A total of 1,440 children (96%) agreed to participate in the survey at baseline, and of those eligible, 1,081 (88%) participated at followup. The reporting of widespread pain (prevalence 14.6%) and its new onset at the 12-month followup (prevalence 7.7%) was common. At baseline, symptoms were associated with adverse behavioral and emotional factors (RR 2.5, 95% CI 1.8-3.6), with the report of other common childhood somatic symptoms (e.g., frequent headache; RR 3.5, 95% CI 2.2-5.5), and with high levels of sports activity (RR 1.9, 95% CI 1.3-2.9). Furthermore, all of these factors (in the absence of widespread pain at baseline) increased the likelihood of symptom onset at followup.
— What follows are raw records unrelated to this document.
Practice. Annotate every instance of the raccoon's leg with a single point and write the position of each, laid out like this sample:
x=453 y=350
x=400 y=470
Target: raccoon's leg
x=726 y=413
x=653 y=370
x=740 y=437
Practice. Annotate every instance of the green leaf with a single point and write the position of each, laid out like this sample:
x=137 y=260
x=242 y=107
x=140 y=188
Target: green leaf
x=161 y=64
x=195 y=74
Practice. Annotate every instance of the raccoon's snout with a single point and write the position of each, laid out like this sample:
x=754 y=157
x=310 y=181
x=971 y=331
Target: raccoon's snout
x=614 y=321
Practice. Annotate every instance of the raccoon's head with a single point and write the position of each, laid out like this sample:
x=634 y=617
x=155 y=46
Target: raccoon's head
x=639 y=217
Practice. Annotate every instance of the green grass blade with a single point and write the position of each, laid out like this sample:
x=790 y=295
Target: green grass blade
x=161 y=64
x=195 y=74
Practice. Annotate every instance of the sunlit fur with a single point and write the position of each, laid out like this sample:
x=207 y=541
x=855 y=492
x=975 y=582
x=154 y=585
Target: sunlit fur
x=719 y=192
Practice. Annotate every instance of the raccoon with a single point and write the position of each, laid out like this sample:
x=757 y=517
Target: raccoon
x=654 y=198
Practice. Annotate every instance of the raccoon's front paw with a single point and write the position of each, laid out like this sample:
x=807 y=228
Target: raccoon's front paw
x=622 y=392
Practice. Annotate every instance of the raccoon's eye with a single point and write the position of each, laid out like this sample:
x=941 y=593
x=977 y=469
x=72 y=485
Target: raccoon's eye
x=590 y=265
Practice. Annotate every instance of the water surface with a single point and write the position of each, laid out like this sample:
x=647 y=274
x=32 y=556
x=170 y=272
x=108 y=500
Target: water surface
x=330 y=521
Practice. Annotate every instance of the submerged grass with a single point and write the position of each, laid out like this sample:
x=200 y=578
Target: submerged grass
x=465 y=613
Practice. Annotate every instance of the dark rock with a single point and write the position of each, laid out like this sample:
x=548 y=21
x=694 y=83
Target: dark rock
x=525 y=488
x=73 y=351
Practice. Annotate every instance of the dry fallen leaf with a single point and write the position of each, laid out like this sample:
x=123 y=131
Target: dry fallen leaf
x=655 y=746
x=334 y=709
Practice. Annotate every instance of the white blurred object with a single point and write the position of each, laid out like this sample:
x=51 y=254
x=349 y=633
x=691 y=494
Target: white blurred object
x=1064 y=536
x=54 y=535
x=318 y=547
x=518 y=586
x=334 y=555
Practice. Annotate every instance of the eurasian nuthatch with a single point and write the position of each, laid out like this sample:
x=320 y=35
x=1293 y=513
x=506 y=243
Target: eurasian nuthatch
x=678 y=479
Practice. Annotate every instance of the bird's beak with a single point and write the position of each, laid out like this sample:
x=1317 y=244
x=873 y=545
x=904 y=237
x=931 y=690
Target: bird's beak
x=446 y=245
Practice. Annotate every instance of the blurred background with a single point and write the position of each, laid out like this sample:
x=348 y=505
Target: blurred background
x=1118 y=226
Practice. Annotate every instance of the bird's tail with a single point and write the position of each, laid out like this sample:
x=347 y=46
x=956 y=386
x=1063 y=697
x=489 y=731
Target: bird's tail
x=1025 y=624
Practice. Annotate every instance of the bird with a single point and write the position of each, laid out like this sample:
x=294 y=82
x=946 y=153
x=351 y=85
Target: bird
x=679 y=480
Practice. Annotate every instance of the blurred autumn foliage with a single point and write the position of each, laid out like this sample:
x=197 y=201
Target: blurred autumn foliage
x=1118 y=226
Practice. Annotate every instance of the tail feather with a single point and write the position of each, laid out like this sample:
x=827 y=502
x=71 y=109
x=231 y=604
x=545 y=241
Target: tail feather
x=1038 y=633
Children who report behavioral problems or other somatic symptoms are at increased risk, at least in the short term, of developing chronic widespread pain. It remains to be determined whether these are long-term risk factors for the onset of such symptoms, and whether they could be predictors of the development of other functional syndromes.
确定与儿童全身广泛性疼痛相关的因素及其预测指标。
在英格兰西北部的在校儿童中开展了一项基于人群的前瞻性研究。在基线时,受试者完成一份关于全身广泛性疼痛的自我报告问卷。收集了行为和情绪因素、其他躯体症状以及身体活动/不活动指标等信息。12个月后再次联系无全身广泛性疼痛的儿童,以确定是否有任何新出现的全身广泛性疼痛。采用回归分析来确定与基线时全身广泛性疼痛报告相关的因素,并确定在基线时无全身广泛性疼痛的儿童中预测随访时症状新发的因素。结果以相对风险(RR)及95%置信区间(95%CI)表示。
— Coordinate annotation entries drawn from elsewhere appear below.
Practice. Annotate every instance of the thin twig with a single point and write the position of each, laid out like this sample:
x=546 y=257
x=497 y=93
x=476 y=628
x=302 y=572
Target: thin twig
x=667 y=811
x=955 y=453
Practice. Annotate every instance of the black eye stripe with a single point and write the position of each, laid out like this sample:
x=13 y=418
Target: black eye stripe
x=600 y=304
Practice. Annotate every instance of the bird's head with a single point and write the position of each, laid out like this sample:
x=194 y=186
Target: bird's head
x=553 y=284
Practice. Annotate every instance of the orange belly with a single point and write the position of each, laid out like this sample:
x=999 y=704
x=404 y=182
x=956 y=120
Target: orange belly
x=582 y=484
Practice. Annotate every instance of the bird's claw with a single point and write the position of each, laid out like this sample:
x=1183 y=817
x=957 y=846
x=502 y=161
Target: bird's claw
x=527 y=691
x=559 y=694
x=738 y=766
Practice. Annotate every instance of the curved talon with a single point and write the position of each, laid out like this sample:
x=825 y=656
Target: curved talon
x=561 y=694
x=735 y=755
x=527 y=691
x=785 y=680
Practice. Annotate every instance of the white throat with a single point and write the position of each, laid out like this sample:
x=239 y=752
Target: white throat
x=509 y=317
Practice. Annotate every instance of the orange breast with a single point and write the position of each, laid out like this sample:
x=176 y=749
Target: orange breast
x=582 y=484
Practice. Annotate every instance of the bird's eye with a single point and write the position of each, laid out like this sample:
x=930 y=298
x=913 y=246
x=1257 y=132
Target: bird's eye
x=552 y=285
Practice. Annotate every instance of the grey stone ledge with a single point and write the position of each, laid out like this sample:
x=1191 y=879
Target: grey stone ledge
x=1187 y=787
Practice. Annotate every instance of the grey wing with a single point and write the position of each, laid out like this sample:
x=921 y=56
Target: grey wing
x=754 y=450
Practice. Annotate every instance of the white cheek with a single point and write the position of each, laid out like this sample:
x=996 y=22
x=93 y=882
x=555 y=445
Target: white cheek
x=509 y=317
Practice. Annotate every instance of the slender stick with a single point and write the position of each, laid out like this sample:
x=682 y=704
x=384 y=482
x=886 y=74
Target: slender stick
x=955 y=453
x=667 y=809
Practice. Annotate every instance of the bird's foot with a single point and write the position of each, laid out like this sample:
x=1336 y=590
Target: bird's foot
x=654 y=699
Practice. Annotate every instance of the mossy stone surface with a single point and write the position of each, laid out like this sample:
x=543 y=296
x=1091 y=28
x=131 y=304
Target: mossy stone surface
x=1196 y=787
共有1440名儿童(96%)在基线时同意参与调查,其中符合条件的1081名儿童(88%)参与了随访。全身广泛性疼痛的报告(患病率14.6%)及其在12个月随访时的新发情况(患病率7.7%)很常见。在基线时,症状与不良行为和情绪因素相关(RR 2.5,95%CI 1.8 - 3.6),与其他常见儿童躯体症状的报告相关(如频繁头痛;RR 3.5,95%CI 2.2 - 5.5),还与高水平体育活动相关(RR 1.9,95%CI 1.3 - 2.9)。此外,所有这些因素(在基线时无全身广泛性疼痛的情况下)均增加了随访时症状发作的可能性。
报告有行为问题或其他躯体症状的儿童,至少在短期内,发生慢性全身广泛性疼痛的风险增加。这些因素是否为此类症状发作的长期风险因素,以及它们是否可作为其他功能性综合征发展的预测指标,仍有待确定。